Ces nouvelles pratiques sont à la base d’un fonctionnement économique davantage axé sur les territoires, avec la montée de l’économie circulaire et des approches du métabolisme territorial, qui disent que l’on doit d’abord compter sur ses propres ressources, les consommer localement et les faire fructifier. Mais surtout, et c’est le plus important, elles permettent de créer et de maintenir un tissu social fort au niveau local, et pour tout dire contribuent de manière fondamentale à la résilience des territoires. Il s’agit du tissu de l’économie sociale et solidaire, qui permet aux territoires de ne pas s’effondrer et de continuer à vivre et fonctionner sans imploser. C’est au prix de la création et du maintien des proximités de toutes natures, de la mise en place des solidarités, que se réalise ce petit exploit quotidien. C’est aussi à ce prix que l’on pourra éviter des fractures sociales ou territoriales trop fortes, ou encore la montée des délaissés ou des relégués des espaces ruraux ou périurbains. C’est ainsi que les territoires et leurs habitants pourront continuer à vivre… douillettement nichés dans les macro-Régions concoctées par pouvoirs publics centraux et déconcentrés.

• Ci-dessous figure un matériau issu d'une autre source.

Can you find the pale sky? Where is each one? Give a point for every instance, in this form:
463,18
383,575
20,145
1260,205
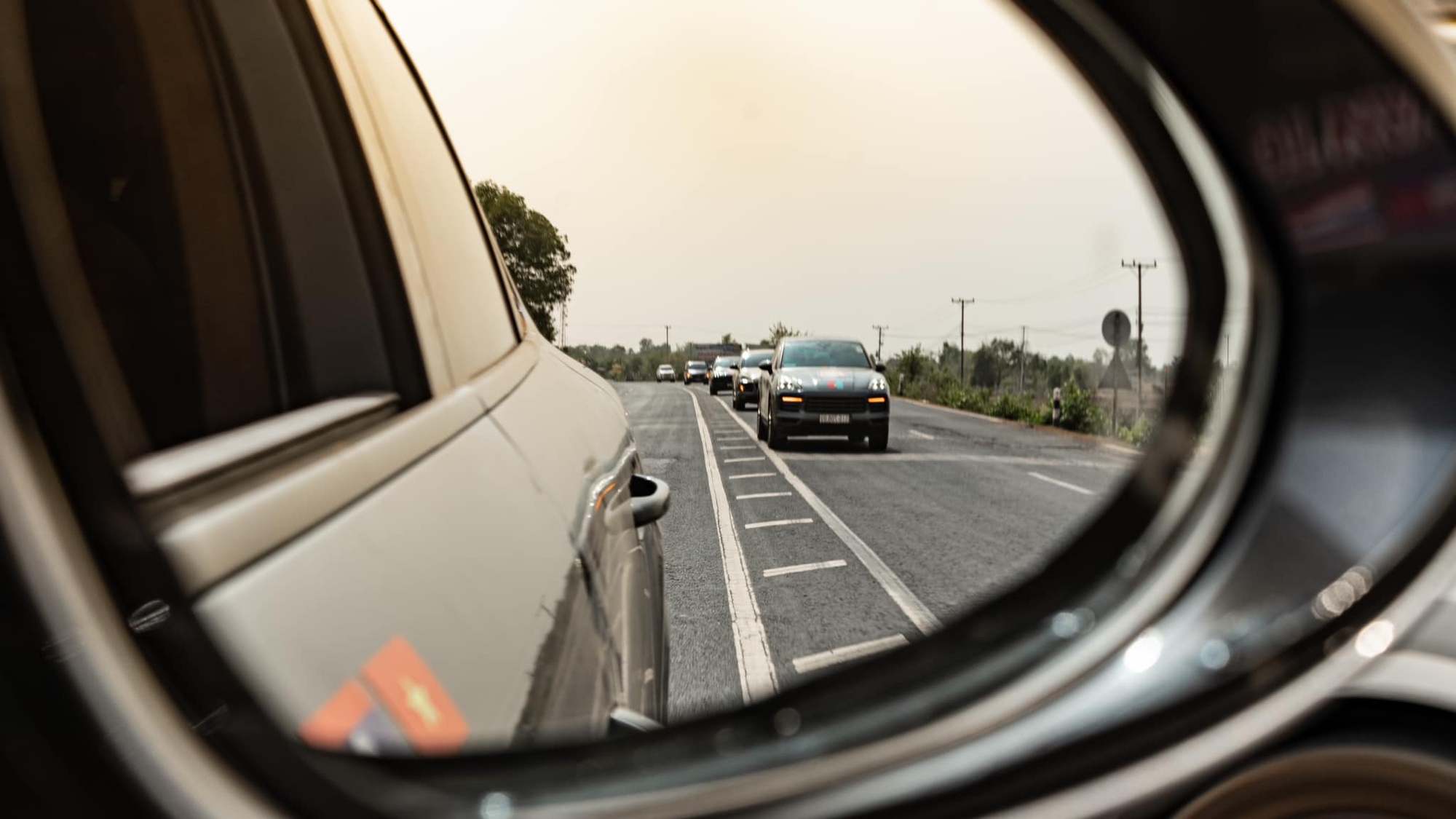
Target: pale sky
828,164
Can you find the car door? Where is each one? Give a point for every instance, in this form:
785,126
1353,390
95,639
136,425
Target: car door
289,328
561,419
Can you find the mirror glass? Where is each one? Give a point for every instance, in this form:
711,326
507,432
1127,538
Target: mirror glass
976,296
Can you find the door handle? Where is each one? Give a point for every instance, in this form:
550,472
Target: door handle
652,499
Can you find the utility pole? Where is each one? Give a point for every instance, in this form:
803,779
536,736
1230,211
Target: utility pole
963,302
1138,353
1024,359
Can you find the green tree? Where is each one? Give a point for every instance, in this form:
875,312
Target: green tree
915,363
535,253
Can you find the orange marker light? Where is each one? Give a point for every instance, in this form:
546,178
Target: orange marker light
416,698
330,727
605,493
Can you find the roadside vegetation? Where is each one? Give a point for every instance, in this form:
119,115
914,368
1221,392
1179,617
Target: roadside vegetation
995,382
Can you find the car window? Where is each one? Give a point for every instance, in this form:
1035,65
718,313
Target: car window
202,302
449,237
825,355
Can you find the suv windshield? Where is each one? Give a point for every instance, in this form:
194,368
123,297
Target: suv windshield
825,355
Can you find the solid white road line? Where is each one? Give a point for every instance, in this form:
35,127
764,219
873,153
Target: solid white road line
756,675
919,614
804,567
835,656
790,522
947,458
1064,484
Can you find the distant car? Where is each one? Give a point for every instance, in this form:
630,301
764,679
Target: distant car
823,387
746,389
726,369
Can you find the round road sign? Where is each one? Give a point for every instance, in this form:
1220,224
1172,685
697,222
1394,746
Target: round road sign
1117,328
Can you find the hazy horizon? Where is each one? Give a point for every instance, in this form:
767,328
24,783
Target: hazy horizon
832,165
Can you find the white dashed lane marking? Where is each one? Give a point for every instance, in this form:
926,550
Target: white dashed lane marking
844,654
914,606
1064,484
756,673
791,522
804,567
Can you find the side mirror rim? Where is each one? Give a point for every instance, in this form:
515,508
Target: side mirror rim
652,499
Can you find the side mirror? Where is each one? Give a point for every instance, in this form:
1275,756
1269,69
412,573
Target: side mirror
650,499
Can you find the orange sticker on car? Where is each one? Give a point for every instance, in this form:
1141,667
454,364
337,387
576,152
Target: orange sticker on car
330,727
416,698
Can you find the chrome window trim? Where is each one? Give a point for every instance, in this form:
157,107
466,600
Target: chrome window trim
181,465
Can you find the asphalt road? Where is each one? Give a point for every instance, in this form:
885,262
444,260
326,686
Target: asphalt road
784,564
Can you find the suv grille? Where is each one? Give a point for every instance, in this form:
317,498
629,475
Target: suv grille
834,404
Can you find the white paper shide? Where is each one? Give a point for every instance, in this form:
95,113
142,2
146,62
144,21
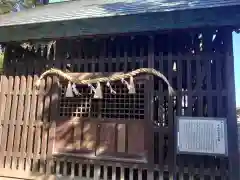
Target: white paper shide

Alors, une réforme d’inspiration libérale, et à connotation jacobine, peut-elle donner leur chance aux projets de territoires ?

André Torre, Directeur de recherche à l’INRA et Agroparistech


[1] Gouis F., 2014, Sondage : vous n’êtes pas fan du nouveau découpage des régions, L’Union – l’Ardennais, 03/07/2014.

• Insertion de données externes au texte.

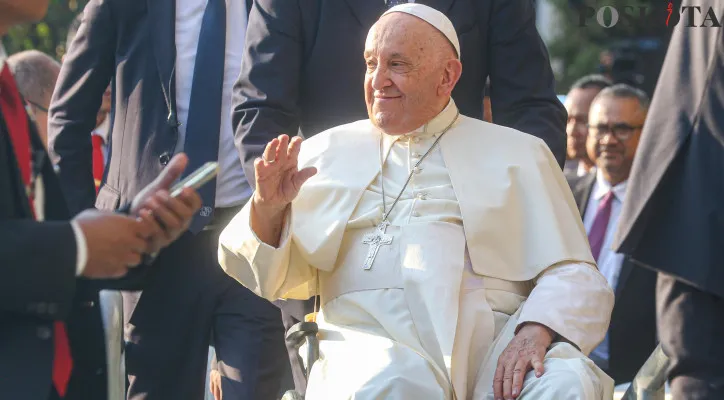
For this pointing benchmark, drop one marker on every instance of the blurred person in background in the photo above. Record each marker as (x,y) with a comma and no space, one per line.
(617,115)
(172,65)
(51,342)
(672,219)
(578,103)
(302,72)
(103,120)
(35,73)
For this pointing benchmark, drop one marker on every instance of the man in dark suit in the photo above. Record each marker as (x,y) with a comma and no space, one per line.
(302,71)
(172,65)
(616,116)
(673,216)
(51,337)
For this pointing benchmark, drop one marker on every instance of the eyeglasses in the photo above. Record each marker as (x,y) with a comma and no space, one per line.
(38,106)
(622,131)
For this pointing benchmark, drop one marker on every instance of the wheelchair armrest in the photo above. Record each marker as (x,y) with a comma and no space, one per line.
(300,331)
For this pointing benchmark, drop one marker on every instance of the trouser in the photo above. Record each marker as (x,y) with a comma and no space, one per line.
(691,326)
(187,302)
(293,311)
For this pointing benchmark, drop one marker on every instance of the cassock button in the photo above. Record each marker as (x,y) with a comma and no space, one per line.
(164,158)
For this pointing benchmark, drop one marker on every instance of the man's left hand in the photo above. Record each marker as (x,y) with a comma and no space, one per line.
(527,350)
(172,215)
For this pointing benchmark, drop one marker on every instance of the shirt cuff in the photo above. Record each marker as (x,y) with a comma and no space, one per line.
(82,246)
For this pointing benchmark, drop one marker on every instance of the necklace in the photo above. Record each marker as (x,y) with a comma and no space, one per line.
(379,238)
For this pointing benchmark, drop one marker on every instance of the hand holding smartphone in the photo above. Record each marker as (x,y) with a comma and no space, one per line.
(197,179)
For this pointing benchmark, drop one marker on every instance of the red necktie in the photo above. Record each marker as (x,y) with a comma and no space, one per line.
(597,235)
(14,115)
(98,164)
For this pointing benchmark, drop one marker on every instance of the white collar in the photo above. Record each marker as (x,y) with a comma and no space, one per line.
(603,187)
(431,129)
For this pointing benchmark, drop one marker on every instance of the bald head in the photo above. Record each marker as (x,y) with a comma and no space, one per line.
(36,74)
(412,69)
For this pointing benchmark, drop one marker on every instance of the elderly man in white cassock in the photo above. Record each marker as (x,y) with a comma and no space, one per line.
(448,254)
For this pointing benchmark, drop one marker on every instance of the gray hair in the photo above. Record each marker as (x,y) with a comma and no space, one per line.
(36,74)
(622,90)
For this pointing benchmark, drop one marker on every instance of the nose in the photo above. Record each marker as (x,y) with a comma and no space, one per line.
(608,138)
(380,78)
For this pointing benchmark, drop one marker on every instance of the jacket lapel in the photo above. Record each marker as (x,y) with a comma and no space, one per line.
(626,267)
(163,32)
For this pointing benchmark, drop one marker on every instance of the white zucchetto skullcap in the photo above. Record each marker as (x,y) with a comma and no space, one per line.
(432,17)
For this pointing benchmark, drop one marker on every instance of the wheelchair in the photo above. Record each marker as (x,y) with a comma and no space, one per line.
(648,384)
(299,334)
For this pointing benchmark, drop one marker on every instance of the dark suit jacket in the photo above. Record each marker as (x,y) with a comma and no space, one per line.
(673,216)
(39,286)
(131,43)
(303,69)
(632,332)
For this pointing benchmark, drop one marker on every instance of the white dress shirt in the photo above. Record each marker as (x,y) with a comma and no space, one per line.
(609,262)
(102,130)
(231,185)
(39,205)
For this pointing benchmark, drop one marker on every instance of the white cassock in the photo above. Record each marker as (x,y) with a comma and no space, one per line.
(485,237)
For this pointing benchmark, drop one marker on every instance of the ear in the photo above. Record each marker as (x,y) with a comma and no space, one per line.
(451,76)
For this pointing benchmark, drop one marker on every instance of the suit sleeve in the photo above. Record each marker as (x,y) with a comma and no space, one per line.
(265,101)
(38,260)
(522,84)
(84,76)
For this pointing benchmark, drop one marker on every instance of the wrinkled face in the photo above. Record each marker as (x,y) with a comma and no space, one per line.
(614,135)
(411,71)
(578,103)
(13,12)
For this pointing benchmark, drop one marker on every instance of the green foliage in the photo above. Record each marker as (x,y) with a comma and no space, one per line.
(47,35)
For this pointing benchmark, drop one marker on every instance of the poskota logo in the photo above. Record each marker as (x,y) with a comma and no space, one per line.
(669,14)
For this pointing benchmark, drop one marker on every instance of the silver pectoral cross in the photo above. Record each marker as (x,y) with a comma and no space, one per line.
(376,240)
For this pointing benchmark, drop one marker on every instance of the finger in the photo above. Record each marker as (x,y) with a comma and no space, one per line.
(158,234)
(283,148)
(537,363)
(302,176)
(191,199)
(519,371)
(172,172)
(498,381)
(168,220)
(294,147)
(270,152)
(508,380)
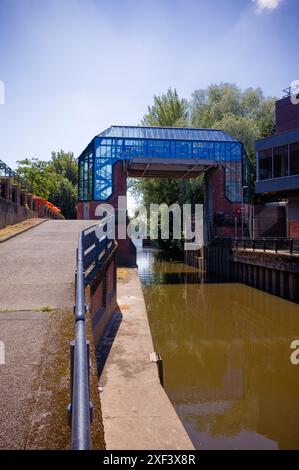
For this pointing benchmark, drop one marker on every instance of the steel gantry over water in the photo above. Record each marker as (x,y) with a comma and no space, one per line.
(127,151)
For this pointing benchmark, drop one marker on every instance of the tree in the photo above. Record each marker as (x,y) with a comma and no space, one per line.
(246,115)
(38,176)
(65,197)
(65,164)
(56,180)
(167,110)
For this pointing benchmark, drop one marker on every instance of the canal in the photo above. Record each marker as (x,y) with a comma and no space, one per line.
(226,356)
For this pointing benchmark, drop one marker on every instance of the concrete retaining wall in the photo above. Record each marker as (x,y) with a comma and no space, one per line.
(276,274)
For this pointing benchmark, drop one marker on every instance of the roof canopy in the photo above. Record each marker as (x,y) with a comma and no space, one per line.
(167,133)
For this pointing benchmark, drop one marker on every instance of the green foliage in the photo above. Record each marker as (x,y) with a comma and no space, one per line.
(167,110)
(55,180)
(246,115)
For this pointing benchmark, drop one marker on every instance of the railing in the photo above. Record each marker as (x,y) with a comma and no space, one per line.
(286,245)
(90,254)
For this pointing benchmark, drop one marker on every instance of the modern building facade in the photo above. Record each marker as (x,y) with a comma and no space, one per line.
(277,157)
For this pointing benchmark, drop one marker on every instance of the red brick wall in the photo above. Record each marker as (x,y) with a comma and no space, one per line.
(119,189)
(216,201)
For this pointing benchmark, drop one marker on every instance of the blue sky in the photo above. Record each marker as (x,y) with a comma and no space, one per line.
(71,68)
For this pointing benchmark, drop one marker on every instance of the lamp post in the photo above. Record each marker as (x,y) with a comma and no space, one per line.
(242,208)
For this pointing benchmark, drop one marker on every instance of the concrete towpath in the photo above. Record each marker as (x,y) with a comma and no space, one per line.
(36,323)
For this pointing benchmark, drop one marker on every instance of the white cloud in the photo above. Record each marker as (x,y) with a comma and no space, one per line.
(266,5)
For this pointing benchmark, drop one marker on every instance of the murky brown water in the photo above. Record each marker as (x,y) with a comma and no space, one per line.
(226,356)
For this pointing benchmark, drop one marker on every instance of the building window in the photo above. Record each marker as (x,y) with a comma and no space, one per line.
(265,164)
(294,159)
(281,165)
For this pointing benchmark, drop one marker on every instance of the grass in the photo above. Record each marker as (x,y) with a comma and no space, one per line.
(17,228)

Selon ce sondage récent, si les Français se disent attachés à leurs collectivités, c’est la mairie qui arrive largement en tête en termes de proximité (67 %), devant la communauté de communes (12 %), le conseil général (7 %) et le conseil régional (6 %).

[2] Rallet A., 2014, Le big bang territorial a déjà eu lieu ! Le prochain est mal parti, Blog big bang territorial de la RERU, 19 Juin.

[3] Béhar D., 2014, Macro régions. Un modèle réduit de la Nation ou de l’Etat ? Blog big bang territorial de la RERU, 21 Juillet.

[4] Torre A., 2014, Développement territorial : quoi de neuf ? Pouvoirs Locaux, Juin, n° 101, p. 35 – 38.